Most of the loans I took out while I was in law school were Direct loans. The interest rate of Direct loans and Stafford loans is pegged to the 91-day T-bill plus a premium that varies with whether a student is (a) in school, grace or deferment (the "in school rate") or (b) repayment or forbearance (the "out of school rate"). This rate is set each year on July 1st, so for any given year it only matters what the 91-day T-bill discount rate was on the preceding July 1st. On July 1, 2004 the 91-day T-bill rate was 1.07% and the add-on premium for (a) above is 1.7% and for (b) above is 2.3%. In other words, the "in school rate" is 2.77% and the "out of school rate" is 3.37%. If you consolidate while in school you can lock in the lower rate permanently. The federal government is aware of this loophole and has blessed it in the Federal Register, Volume 64, Number 210, dated November 1, 1999.
It is worth noting that the 91-day T-bill rate will likely be higher next July than it was in 2004 so locking in rates now might be a good idea. (If you are nowhere near graduation and have no income to service loan payments you should check to see if locking in the rate will cause you to go into repayment.)
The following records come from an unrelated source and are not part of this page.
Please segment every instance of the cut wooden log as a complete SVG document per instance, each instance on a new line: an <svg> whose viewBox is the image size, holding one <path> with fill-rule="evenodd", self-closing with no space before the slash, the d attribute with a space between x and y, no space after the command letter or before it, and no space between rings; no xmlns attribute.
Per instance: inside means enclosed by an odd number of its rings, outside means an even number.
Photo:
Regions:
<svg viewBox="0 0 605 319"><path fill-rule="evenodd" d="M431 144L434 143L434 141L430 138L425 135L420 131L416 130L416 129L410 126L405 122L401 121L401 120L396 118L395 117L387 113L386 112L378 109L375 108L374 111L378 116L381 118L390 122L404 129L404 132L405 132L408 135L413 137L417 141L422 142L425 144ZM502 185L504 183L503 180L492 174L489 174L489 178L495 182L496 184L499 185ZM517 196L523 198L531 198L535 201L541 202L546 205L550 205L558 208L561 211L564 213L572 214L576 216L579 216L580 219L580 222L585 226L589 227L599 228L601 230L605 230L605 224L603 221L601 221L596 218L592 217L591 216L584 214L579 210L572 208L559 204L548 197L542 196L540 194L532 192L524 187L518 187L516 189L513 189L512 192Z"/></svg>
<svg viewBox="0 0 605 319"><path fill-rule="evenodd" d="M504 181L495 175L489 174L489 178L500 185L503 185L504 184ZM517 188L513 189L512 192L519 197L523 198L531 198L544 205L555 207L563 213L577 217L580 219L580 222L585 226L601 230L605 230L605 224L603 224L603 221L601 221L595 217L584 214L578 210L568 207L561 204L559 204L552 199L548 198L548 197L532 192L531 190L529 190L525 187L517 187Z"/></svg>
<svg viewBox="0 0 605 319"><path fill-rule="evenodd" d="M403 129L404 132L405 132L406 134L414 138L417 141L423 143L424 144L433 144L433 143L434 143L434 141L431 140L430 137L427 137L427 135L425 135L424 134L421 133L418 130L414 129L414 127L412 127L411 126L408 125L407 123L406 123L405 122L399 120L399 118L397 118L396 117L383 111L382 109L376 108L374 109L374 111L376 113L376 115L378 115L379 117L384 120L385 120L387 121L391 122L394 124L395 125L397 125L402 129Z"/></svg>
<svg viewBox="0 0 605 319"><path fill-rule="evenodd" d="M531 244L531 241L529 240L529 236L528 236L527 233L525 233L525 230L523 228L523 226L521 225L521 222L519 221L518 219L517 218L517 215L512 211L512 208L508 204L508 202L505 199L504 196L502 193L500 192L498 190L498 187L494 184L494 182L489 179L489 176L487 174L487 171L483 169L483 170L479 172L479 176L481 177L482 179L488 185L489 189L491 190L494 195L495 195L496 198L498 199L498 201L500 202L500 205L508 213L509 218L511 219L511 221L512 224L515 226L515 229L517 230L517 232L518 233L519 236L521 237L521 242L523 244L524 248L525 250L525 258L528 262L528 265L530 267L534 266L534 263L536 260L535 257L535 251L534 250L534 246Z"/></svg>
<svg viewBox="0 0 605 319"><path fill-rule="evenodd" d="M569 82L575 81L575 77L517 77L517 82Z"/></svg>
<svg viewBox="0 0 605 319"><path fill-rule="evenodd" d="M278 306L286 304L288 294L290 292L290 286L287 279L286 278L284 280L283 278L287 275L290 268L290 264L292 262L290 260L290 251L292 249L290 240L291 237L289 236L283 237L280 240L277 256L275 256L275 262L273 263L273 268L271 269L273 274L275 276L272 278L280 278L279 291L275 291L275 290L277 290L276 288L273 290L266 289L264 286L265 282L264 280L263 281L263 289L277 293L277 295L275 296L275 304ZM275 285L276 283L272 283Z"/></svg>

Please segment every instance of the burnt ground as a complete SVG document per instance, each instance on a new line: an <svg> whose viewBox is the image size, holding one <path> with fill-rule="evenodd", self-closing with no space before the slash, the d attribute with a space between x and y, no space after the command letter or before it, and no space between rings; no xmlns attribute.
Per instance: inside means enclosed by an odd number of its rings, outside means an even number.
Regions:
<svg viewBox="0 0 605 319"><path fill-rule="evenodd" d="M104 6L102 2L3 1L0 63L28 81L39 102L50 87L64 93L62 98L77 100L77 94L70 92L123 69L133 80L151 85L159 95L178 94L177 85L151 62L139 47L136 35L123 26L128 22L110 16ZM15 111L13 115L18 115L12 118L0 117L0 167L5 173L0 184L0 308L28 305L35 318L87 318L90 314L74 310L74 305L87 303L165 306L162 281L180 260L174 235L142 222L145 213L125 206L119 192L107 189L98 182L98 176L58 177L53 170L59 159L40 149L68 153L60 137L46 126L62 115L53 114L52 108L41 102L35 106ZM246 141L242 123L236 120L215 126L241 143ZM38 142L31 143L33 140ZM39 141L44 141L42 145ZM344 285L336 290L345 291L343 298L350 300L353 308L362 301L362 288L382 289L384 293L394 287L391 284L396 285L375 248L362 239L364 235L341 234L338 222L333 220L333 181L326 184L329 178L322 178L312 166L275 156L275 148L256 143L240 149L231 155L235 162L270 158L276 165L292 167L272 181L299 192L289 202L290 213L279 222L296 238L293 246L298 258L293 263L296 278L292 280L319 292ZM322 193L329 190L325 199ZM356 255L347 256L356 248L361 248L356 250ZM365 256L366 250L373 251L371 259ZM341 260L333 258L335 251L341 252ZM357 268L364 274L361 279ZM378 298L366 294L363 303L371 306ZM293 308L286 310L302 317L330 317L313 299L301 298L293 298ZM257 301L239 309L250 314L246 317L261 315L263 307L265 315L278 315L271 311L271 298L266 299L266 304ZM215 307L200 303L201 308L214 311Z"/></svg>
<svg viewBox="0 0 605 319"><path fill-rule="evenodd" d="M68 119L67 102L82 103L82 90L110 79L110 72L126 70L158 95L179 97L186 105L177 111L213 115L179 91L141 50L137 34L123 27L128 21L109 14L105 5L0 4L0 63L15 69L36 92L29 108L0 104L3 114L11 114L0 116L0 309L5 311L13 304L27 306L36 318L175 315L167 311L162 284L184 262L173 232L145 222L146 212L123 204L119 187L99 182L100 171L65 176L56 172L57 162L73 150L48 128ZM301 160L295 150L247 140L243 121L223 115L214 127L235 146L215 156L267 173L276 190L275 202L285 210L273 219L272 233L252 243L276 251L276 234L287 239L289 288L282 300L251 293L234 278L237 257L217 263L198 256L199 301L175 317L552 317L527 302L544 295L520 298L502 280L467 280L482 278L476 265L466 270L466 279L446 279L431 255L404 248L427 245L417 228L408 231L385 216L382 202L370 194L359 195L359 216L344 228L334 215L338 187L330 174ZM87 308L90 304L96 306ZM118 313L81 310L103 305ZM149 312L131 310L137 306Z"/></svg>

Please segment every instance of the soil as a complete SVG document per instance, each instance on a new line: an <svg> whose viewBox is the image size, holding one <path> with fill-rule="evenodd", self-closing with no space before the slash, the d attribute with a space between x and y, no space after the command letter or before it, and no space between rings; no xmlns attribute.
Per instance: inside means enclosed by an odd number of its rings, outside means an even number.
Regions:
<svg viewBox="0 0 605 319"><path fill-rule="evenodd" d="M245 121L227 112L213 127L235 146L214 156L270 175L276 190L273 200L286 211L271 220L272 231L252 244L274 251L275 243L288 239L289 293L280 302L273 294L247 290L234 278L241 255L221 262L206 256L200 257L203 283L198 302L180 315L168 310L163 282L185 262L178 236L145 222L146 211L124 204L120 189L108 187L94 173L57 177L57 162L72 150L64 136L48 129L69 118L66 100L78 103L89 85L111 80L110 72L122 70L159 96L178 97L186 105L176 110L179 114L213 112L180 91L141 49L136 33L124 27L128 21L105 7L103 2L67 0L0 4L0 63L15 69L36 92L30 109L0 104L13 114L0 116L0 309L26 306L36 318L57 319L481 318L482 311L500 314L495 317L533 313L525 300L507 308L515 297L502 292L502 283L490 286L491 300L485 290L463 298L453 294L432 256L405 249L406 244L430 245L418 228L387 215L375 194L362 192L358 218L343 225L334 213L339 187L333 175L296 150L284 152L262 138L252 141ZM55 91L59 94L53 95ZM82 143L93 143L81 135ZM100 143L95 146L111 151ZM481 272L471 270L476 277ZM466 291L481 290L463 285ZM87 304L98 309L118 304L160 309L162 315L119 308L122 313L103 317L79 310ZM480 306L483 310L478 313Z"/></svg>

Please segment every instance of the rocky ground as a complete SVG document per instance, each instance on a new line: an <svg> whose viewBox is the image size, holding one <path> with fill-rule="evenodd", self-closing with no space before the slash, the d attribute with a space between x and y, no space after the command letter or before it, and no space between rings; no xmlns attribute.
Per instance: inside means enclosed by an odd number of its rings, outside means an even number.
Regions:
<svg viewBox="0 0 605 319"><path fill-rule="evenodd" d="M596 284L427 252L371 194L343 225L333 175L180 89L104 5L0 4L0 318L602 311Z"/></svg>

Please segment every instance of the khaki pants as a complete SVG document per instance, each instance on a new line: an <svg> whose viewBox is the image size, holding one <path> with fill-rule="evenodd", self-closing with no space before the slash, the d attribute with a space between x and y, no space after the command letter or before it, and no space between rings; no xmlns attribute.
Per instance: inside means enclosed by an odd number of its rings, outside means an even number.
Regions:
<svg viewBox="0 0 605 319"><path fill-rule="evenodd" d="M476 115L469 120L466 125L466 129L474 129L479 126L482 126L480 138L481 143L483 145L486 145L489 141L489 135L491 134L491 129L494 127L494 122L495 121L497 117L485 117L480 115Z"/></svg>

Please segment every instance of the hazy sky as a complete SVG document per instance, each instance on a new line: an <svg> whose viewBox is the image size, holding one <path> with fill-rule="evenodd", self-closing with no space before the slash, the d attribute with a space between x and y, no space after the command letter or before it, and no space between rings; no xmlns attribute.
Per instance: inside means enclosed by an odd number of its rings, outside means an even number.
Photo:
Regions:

As mentioned earlier, many companies give you incentives to consolidate through them. Most common is an interest rate deduction (typically 1%) for making a predetermined number of payments on time and the already-mentioned interest rate deduction for setting up direct debit payments from your bank account (typically 0.25%, but 1.25% through UHEAA). Many private companies require that you continue to make all of your payments on time in order to keep your interest rate deduction and a payment that is even a day late can cost you the deduction for the remainder of the term of your loan.
THE PERFECT GAME: If a current student had only unconsolidated Direct or Stafford loans and chose to consolidate all of her debt through UHEAA while in school (so as to take advantage of the lower add-on premium afforded current students), set up payments through direct debiting of her account and made her first 48 payments on time, she would lock in a rate of 0.05%. 2.77% – 1.25% – 1.0% = 0.05%! If you were paying on $100,000 over 30 years at that rate, you would average only $2.09 a month in interest (I think I did the math right)! If you consolidated through the federal government the best rate you could make under that scenario would be 1.05% (still incredibly low!). The difference in interest between the two rates over 30 years would be $15,865.20. Moral of the story, use UHEAA if you can but in any case don’t put off thinking about this since rates are likely going up.